Form a dedicated transition team--Treasury must be prepared to maintain day-to-day operations while executing transformational initiatives. This is often a challenge as Treasury is typically not staffed from a capacity or skills standpoint to support transition requirements. The use of interim Treasury staff redeployed from other areas of the company and/ or contracting with a third party to provide additional resources allows the core Treasury team to maintain daily processing while providing the strategic support needed to advance the transition effort.

Interface with key stakeholders early and often--Throughout the deal, Treasury must work closely with new company's other internal stakeholders to support cross-functional initiatives. Tax, legal, accounting, and human resources will each have workstreams that dovetail with Treasury's projects and it is important to identify these intersections early in transition planning, highlight dependencies and explore potential synergies.

Additionally, Treasury will need to work closely with external parties such as banks, system vendors, insurance brokers, etc. Similar to liaising with internal areas, Treasury should identify the required third-party touch points early in the deal planning process to establish key relationships and ensure ample time is devoted to completing the initiatives that involve external parties.

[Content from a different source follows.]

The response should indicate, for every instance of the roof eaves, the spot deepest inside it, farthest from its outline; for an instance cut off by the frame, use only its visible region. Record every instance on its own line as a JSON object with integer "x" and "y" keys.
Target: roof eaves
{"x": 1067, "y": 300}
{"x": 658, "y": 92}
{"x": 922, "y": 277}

Project manage progress and dependencies--A formal project management structure should be established to oversee the multiple initiatives and ensure tasks are completed on time and issues escalated appropriately. Treasury initiatives dependent on other groups should receive enhanced focus as these are typically where delays occur. An executive resource should be empowered to quickly decision questions and resolve conflicts that may arise between Treasury and other functions.

Determine day one operating environment--Treasury should design and, to the extent possible, begin to implement a day one operating environment to support run-andmaintain activities. Depending on the deal type, this environment could closely resemble the strategic vision (spin-offs) or support only the most critical Treasury functions (carveouts). Regardless of the deal type and the maturity of the day one operating environment, it is important to align run and maintain operations with Treasury's long-term strategic vision.

Align incentives to initiatives-- Given the additional work and uncertainty that accompanies any deal, it is important for Treasury to recognize the contributions of employees by appropriately incentivizing the required initiatives. This can be accomplished by providing advancement opportunities for employees driving transition efforts, recognizing contractor contributions by creating full time positions and aligning compensation to transformational initiatives or success metrics.

Communicate to employees-- No matter how well managed, deals induce anxiety. Treasury should engage employees in an ongoing dialogue about expected changes to foster an inclusive environment of knowledge sharing. Open communication demonstrates that the transaction's impact on the organization is recognized as are the views and concerns of employees.